Berman on offense
Claims Conference chair's memo raises questions about critics' motives
Attorney Julius Berman, embattled chairman of the Conference on Jewish Material Claims Against Germany, struck back at his and the organization’s critics on Thursday, May 30, in a lengthy memorandum to his board of directors. (The Jewish Standard obtained a copy of the memorandum later that day. It is posted on our website,www.jstandard.com. Claims Conference chair’s memo raises questions about critics’ motives )
In recent weeks, the Claims Conference has been under heavy fire for allegedly ignoring for nearly a decade warnings that the organization was being defrauded from within. During a 17-year span, employees and their outside collaborators managed to redirect $57 million to their own pockets. Berman’s memorandum does not ascribe motives to his critics, but the totality of the evidence he presents suggests that self-promotion, rather than genuine concern, was at the heart of their criticisms. The suggestion was only heightened over last weekend as those whom he singled out in his memorandum offered their own responses. Perhaps, however, these should be more accurately described as non-responsive responses.
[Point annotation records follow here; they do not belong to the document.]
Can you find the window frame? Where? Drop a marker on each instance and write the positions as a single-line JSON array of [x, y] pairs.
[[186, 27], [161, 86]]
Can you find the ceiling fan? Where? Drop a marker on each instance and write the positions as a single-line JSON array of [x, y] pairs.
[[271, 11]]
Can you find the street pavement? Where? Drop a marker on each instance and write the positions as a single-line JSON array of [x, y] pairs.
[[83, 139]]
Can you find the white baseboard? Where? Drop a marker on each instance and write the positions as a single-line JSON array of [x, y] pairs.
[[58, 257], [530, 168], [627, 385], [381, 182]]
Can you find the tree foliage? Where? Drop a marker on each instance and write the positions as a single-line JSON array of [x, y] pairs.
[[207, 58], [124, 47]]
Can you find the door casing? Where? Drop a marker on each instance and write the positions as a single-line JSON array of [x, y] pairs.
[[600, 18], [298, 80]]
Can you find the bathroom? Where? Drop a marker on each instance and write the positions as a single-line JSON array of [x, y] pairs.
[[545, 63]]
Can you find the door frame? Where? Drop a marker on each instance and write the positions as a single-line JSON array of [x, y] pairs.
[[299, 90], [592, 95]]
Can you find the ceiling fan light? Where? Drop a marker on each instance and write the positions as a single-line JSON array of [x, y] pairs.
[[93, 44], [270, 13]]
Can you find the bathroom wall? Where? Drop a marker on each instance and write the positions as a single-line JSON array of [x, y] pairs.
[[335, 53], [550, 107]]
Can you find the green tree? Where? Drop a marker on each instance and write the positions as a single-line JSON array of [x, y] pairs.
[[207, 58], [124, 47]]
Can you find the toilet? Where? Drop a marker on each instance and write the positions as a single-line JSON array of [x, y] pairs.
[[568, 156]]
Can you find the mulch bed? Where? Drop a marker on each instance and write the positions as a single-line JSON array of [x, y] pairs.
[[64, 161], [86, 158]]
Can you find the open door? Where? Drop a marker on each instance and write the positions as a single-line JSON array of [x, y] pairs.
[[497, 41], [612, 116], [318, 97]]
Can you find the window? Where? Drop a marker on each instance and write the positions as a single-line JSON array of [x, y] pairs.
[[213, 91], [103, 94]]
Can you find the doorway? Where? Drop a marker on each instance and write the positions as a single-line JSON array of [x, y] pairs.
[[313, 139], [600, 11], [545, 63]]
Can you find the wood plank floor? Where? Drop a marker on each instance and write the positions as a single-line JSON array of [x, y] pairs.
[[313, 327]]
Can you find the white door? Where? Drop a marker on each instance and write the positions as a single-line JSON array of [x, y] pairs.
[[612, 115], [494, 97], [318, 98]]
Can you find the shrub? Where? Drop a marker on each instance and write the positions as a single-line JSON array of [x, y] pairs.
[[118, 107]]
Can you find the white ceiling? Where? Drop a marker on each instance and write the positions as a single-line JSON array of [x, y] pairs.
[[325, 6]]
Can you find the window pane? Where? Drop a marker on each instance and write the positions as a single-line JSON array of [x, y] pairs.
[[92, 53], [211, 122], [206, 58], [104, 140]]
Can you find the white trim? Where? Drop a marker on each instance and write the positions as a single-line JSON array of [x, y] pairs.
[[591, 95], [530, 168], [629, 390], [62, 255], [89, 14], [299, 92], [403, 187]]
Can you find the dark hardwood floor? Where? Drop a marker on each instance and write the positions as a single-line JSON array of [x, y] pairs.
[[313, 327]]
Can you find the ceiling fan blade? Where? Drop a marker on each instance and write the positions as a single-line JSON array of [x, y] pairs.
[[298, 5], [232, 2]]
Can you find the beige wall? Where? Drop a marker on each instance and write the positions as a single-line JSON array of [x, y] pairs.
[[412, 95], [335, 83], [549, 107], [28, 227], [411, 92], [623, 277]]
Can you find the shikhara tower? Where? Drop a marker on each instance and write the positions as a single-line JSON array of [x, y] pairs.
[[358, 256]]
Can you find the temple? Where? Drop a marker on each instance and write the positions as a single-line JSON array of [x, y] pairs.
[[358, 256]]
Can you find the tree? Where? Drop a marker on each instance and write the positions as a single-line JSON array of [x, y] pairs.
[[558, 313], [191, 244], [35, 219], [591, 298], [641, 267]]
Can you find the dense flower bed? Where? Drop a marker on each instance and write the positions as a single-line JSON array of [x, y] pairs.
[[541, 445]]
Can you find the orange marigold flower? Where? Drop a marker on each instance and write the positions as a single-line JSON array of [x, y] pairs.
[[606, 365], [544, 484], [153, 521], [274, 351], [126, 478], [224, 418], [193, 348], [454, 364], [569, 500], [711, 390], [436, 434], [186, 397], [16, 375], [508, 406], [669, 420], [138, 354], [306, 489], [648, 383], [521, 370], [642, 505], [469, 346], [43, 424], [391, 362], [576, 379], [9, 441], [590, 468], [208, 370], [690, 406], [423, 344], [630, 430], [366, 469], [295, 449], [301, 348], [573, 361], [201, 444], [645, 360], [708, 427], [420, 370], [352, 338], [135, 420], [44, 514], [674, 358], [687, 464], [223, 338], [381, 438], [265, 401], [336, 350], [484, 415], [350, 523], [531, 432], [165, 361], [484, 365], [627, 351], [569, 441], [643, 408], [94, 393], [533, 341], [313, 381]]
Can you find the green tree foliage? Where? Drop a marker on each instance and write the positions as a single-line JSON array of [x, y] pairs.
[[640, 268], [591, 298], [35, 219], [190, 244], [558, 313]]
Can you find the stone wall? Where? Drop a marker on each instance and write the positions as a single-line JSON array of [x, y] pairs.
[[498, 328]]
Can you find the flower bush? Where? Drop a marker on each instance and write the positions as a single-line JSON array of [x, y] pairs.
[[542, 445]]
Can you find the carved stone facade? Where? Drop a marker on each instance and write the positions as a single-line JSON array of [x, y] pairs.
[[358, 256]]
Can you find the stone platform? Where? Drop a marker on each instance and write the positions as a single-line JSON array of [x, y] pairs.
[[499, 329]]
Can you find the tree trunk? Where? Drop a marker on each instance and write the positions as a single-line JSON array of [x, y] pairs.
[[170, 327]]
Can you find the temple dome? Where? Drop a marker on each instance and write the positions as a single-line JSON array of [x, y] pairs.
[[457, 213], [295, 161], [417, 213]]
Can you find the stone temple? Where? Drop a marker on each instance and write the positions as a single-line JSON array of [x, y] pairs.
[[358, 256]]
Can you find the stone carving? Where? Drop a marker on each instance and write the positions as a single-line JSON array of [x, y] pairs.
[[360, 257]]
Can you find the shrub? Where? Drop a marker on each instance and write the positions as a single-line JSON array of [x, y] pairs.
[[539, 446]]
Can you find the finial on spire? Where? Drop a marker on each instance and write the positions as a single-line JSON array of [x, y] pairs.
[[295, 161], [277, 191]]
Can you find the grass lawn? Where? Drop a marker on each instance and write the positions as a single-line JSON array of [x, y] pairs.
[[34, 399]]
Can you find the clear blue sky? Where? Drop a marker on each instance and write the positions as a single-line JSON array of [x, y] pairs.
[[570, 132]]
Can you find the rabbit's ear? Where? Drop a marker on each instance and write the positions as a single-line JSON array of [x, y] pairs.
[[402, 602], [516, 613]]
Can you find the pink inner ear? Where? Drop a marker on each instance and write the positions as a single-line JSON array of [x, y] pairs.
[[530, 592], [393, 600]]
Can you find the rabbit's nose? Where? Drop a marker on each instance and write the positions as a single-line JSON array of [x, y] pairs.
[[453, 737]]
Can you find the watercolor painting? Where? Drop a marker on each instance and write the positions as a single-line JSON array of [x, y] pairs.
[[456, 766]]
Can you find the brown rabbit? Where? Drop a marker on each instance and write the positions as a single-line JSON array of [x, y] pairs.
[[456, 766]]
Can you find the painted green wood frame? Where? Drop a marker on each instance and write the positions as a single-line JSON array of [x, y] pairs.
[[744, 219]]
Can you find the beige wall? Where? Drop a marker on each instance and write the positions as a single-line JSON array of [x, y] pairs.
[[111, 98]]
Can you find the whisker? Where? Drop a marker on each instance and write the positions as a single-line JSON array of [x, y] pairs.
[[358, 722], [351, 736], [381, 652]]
Ever since its founding in October 1951, the Claims Conference has been regarded as the sole legitimate partner for any negotiations involving issues of compensation and restitution for the victims of the Shoah. As reported in last week’s Jewish Standard, 68 years after the end of the Holocaust, the conference in mid-May was still breaking new ground in its agreements with the Federal Republic of Germany. The latest pact includes an agreement for approximately $1 billion for eligible victims in need of serious home care – a major new benefit for a population that is aging itself out of existence. Conference negotiators also got Germany to add as many as 3,000 additional names to the compensation rolls through a redefinition of the word “ghetto” to include so-called “open ghettoes,” meaning areas not walled in but subject to the same restrictions as those ghettoes hidden behind walls.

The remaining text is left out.